IGK Manila. (BP/Eka)

Oleh IGK Manila

Pandemi Covid-19 terus memaksa dunia pendidikan untuk berubah, menyesuaikan diri supaya tidak sekadar berjalan tetapi juga demi memastikan kualitas. Di tengah chaos atau ketidakmenentuan berbagai hal —seperti penyesuaian target pendidikan dan bagaimana proses pembelajaran harus dijalankan — pemerintah pusat, pemerintah daerah dan masyarakat peduli pendidikan terus ditantang untuk berinovasi.

Sementara itu, kegagalan pertumbuhan ekonomi secara makro di tingkat nasional, yang bisa saja berujung pada resesi, terus membayang-bayangi kita. Sedangkan di daerah-daerah, penyelenggara pemerintahan mau tidak mau harus terus berjuang meminimalisasi dampak pandemi dalam kehidupan sehari-hari serta berusaha memfasilitasi penyesuaian diri masyarakat dalam tatanan kehidupan baru. Dalam hal ini, ketika Pendapatan Asli Daerah (PAD) berkurang drastis, dana dari pemerintah pusat menjadi andalan utama.

Dengan sendirinya, ancaman resesi ini juga mengancam keberlanjutan pendidikan. Ketika kegiatan belajar-mengajar telah berantakan sejak awal pandemi, di mana secara ekonomi situasi dan kondisi negara dan daerah masih relatif stabil, tentu bisa dibayangkan apa yang akan terjadi jika tak ditemukan paradigma dan cara-cara baru dalam pendidikan di saat situasi dan kondisi ekonomi menjadi lebih buruk.

Mencermati keadaan ini, hemat saya, kita perlu memperbarui atau menggeser sudut pandang. Pertama, menyikapi kesemrawutan penyelenggaraan pendidikan, seperti dalam hal apakah akan dilakukan fasilitasi pembelajaran tatap muka atau daring serta segala konsekuensi yang mengiringinya, perlu dilakukan perubahan paradigma, yakni dari pendidikan berbasis sekolah menjadi pendidikan berbasis masyarakat atau komunitas.
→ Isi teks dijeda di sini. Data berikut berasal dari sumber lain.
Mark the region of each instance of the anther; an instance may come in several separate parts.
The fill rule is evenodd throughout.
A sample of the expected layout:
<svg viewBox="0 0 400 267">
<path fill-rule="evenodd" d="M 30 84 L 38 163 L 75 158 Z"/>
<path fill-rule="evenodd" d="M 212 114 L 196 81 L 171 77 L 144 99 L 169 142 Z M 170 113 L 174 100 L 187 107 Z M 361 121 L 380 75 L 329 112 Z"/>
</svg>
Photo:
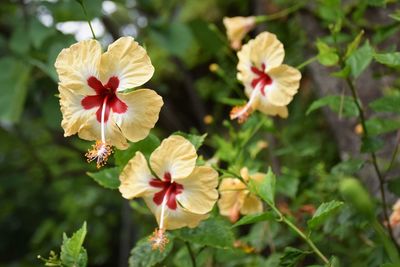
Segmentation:
<svg viewBox="0 0 400 267">
<path fill-rule="evenodd" d="M 164 251 L 165 246 L 168 244 L 169 239 L 165 234 L 164 229 L 156 228 L 153 234 L 149 237 L 149 242 L 153 250 L 158 249 L 160 252 Z"/>
<path fill-rule="evenodd" d="M 92 148 L 88 149 L 88 152 L 85 154 L 85 156 L 87 158 L 87 162 L 89 163 L 93 160 L 96 160 L 96 167 L 97 169 L 100 169 L 107 164 L 108 157 L 112 152 L 112 146 L 97 140 L 96 143 L 92 145 Z"/>
</svg>

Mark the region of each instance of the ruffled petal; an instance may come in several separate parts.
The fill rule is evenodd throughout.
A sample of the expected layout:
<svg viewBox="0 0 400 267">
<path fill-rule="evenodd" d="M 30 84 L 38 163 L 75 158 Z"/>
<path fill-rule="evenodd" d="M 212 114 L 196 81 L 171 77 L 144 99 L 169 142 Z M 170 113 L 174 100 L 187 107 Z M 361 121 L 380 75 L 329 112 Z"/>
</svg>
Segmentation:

Secara legal-formal, hal ini sesuai dengan Undang-undang No. 20/2003 tentang Sistem Pendidikan Nasional. Dalam Pasal 1, misalnya, terdapat definisi dari apa yang disebut sebagai pendidikan berbasis masyarakat yang merupakan ‘’…penyelenggaraan pendidikan berdasarkan kekhasan agama, sosial, budaya, aspirasi, dan potensi masyarakat sebagai perwujudan pendidikan dari, oleh, dan untuk masyarakat.’’ Sementara itu, dalam Pasal 55 dinyatakan bahwa ‘’Masyarakat berhak menyelenggarakan pendidikan berbasis masyarakat pada pendidikan formal dan nonformal sesuai dengan kekhasan agama, lingkungan sosial, dan budaya untuk kepentingan masyarakat.’’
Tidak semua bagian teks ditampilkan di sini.